Search code examples
rocrtesseract

Can I extract certain words from this image using tesseract ocr package in R?


I have tried using the ocr tesseract package in R to extract text from a png image (below)

png image

The text is mostly in Spanish. Here is my code:

library(tesseract)
#tesseract_download("spa") #download the Spanish train data if you haven't already
spanish <- tesseract("spa")
path_string <- "factura.png"
text <- ocr(path_string, engine = spanish)
cat(text)

But the result is disappointing.

ném…c……
…r …
nw£ccwm … m…… u
mmm …"
pz… u—=,:4| nm;
mmmnzvgm 3134
NUM“ vmnscwm
cuaw ……er
nmcmvcn4 c…r vum
£m|unmusnm . u7m
¡…una
suma… ……
ncm u|s
m:s .
mm u7m
cmmo 1240
nmrAm au…va m m
m.
515 mu .…
…
=mmnzmo
a… rn¿a> rc.¿… ……
u7m
Rm mmm… swmks
…… mmm
m…—
Guuumwsucmm

Is this poor result due to low dpi? Would it be possible to improve this by tinkering with the pre-processing?

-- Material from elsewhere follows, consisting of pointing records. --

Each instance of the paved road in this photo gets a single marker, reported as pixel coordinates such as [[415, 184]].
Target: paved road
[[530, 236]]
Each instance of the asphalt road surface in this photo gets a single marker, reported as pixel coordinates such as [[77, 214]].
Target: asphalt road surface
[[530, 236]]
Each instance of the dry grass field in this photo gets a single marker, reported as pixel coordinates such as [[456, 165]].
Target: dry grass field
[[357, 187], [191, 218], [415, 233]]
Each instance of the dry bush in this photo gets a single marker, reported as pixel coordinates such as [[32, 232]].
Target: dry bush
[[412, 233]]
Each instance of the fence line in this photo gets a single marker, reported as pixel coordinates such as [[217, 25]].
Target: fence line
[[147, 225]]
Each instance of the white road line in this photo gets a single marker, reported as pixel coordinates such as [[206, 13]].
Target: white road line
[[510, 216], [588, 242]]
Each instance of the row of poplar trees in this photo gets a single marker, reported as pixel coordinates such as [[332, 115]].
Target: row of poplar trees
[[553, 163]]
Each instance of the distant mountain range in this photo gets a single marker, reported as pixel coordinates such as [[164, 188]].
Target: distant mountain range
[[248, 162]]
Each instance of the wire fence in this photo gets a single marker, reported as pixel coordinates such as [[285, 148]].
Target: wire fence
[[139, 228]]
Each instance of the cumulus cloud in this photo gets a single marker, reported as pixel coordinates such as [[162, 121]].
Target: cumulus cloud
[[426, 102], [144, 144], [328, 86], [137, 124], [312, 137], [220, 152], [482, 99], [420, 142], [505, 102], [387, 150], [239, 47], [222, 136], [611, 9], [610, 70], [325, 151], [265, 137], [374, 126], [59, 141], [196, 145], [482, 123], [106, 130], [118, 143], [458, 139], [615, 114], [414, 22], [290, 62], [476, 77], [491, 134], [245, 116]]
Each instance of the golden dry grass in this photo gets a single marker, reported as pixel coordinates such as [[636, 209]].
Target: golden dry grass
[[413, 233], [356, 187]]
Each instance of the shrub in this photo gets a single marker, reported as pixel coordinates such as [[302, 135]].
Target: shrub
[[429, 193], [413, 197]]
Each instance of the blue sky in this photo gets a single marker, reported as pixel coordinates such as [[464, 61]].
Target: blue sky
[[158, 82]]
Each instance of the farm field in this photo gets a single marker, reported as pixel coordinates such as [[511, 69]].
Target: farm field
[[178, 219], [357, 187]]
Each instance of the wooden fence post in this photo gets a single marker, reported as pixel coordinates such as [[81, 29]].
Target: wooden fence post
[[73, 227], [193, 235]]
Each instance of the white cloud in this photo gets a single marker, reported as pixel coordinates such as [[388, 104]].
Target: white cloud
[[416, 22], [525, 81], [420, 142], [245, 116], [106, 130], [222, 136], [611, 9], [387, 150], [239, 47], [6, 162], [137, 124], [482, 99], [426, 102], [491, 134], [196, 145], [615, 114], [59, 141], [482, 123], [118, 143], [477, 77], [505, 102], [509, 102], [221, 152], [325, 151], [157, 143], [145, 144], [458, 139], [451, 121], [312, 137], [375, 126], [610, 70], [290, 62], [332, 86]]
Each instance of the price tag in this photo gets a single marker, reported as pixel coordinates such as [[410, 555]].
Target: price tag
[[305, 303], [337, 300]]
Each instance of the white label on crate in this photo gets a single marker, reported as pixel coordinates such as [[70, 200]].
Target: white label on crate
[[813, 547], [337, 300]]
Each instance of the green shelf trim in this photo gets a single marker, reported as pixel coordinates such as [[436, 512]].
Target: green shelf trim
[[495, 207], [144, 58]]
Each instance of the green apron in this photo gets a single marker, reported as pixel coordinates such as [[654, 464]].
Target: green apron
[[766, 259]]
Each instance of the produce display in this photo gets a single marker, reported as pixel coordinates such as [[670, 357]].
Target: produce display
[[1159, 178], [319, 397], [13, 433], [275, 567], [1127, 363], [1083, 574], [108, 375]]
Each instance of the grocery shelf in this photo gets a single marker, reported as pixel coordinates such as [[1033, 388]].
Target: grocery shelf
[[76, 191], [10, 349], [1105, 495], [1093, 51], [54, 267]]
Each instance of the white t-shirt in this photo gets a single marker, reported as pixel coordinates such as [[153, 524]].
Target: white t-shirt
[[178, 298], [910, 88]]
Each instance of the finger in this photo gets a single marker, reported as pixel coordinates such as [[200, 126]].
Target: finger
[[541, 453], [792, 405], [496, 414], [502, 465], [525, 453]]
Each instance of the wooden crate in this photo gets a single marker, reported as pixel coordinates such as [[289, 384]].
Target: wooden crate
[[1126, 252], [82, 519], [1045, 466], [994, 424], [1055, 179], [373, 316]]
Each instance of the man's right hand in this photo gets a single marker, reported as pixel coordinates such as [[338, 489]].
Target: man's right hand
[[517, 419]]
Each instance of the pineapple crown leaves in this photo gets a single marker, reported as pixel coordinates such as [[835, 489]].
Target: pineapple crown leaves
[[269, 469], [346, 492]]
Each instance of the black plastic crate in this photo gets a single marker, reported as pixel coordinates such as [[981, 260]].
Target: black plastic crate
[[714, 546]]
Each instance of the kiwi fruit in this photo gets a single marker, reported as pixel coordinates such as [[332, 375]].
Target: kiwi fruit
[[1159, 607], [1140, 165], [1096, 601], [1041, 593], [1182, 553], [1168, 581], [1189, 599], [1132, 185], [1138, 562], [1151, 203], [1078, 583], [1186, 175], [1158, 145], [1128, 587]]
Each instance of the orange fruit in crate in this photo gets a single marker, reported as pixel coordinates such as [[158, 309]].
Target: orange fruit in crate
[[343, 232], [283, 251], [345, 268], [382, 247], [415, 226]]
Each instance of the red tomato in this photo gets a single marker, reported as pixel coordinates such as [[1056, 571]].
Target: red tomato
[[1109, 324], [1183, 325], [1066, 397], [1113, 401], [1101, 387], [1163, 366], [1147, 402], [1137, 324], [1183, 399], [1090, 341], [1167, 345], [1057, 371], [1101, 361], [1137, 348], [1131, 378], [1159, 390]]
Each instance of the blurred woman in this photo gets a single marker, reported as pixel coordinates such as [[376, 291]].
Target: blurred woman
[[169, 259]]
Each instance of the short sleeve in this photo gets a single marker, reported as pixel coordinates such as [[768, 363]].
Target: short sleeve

For each of these receipts, what I really need is just to pull out the line item with the word "equilibrio" and the value to the right of that (41,760 in this case). Can tesseract be told to focus only on certain words and to also pull out numbers?


Solution

  • I have been able with the following code :

    library(tesseract)
    library(magick)
    
    path_PDF <- "D:\\ymavy.pdf"
    path_PNG <- "D:\\ymavy.png"
    
    pdf(path_PDF, height = 12, width = 20)
    
    im <- image_read(path_PNG)
    plot(im)
    dev.off()
    
    text <- ocr(path_PDF)
    strsplit(text, "\n")
    
    [[1]]
     [1] "Réginen Comun"                   "NIT: $000808S5S-4"               "DIRECCION: Cra 68d#22b-71 L4"    "TELEFONO 4059003-3023099514"    
     [5] "FECHA 18-aqg0.-78 13:03:29"      "FACTURADE VENTA 312364"          "NOMBRE VENTAS CONTADO"           "CAJERO: ADMINISTRADOR"          
     [9] "DESCRIPCION CANT VALOR"          "EQUILIBRIOGATO j 41.760"         "FILHOTES"                        "SUBTOTAL 46,400"                
    [13] "DCTO. 4479"                      "ITEMS 1"                         "TOTAL 47,7650"                   "CAMBIO 8,240"                   
    [17] "TARIFAIVA BASE GRAVABLE VR.IVA"  "o% 0 0"                          "5% 39,771 1,888"                 "19% ) 0"                        
    [21] "-ORMAS DE PAGO"                  "“fectwo T.Débao T.Crédao Cuenta" "47,760 0 0 0"                    "RESOL. FACTURACION SISTEMA POS" 
    [25] "I8762005857222 2017-11-27"       "20086 al 1000000"                "GRACIAS POR SU COMPRA"          
    
    

    Basically, you convert the image to a PDF with an adjusted size. Afterwards, you use the OCR.